LEDs are divided into indicator and lighting. Indicator LEDs appeared much earlier than lighting ones and are characterized by lower power compared to lighting. Indicator LEDs are shown in Fig. 2.
LED lighting fixtures are often produced using SMD technology. The most popular led in light fixtures are the following LED sizes:
An example of a typical 5730 lighting LED - both sides - is shown in Figure 3. For size comparison, there is a 1 cent coin nearby.

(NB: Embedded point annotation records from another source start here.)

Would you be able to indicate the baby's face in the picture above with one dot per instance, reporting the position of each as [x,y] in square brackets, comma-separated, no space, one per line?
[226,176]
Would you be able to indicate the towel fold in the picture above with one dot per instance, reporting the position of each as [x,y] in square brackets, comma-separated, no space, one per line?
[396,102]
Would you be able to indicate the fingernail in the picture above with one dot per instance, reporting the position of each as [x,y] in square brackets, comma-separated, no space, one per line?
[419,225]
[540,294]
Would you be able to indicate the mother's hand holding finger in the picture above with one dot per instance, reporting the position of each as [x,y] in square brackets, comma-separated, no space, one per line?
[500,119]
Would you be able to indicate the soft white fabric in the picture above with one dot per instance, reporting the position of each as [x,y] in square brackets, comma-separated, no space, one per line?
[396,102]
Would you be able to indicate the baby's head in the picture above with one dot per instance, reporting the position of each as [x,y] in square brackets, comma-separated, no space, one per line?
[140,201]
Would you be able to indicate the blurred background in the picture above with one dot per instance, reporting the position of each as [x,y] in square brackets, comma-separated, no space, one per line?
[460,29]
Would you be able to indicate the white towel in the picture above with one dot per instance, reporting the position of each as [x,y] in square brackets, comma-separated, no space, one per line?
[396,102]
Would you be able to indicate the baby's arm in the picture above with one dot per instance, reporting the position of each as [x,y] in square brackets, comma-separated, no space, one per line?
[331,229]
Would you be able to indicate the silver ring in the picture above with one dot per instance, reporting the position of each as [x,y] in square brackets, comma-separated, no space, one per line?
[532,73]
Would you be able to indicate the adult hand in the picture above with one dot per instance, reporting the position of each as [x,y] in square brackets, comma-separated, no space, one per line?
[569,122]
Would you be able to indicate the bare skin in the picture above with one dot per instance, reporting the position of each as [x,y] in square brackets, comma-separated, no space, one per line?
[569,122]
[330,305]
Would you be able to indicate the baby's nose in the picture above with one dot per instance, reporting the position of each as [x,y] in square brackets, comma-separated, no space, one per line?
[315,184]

SMD LED type 5730 – powerful LEDs with direct voltage up to 3V and current up to 150mA. The luminous flux intensity varies from 40 Lm to 50 Lm. The materials of the light-emitting crystal are Indium (In), Gallium (Ga) and Nitrogen (N). The use of additives and different production technologies makes it possible to obtain different shades of white light: pure white and warm white. The housing of SMD 5730 LEDs is made of heat-resistant plastic, the dispersion lens is transparent, filled with epoxy resin. A distinctive feature of the presented LEDs is a large heat-dissipating substrate, which ensures good heat dissipation. Size 5730 indicates the overall dimensions of the LED - 5.7 x 3.0 mm. LEDs are mounted on the surface using SMD technology (Surface Mounted Device) using group soldering or using a hot-air soldering station. The reflow process is recommended to be carried out in compliance with the time-temperature conditions of soldering. The cathode pin of the 5730 chip LEDs is visually determined by a small cut off the corner of the housing. The operating temperature of the environment is no more than +85°C, the reduced operating temperature is not lower than -40°C. Power losses do not exceed 612 mW. Wide beam angle – 120 degrees.
To power LEDs, specialized devices called LED Drivers are used.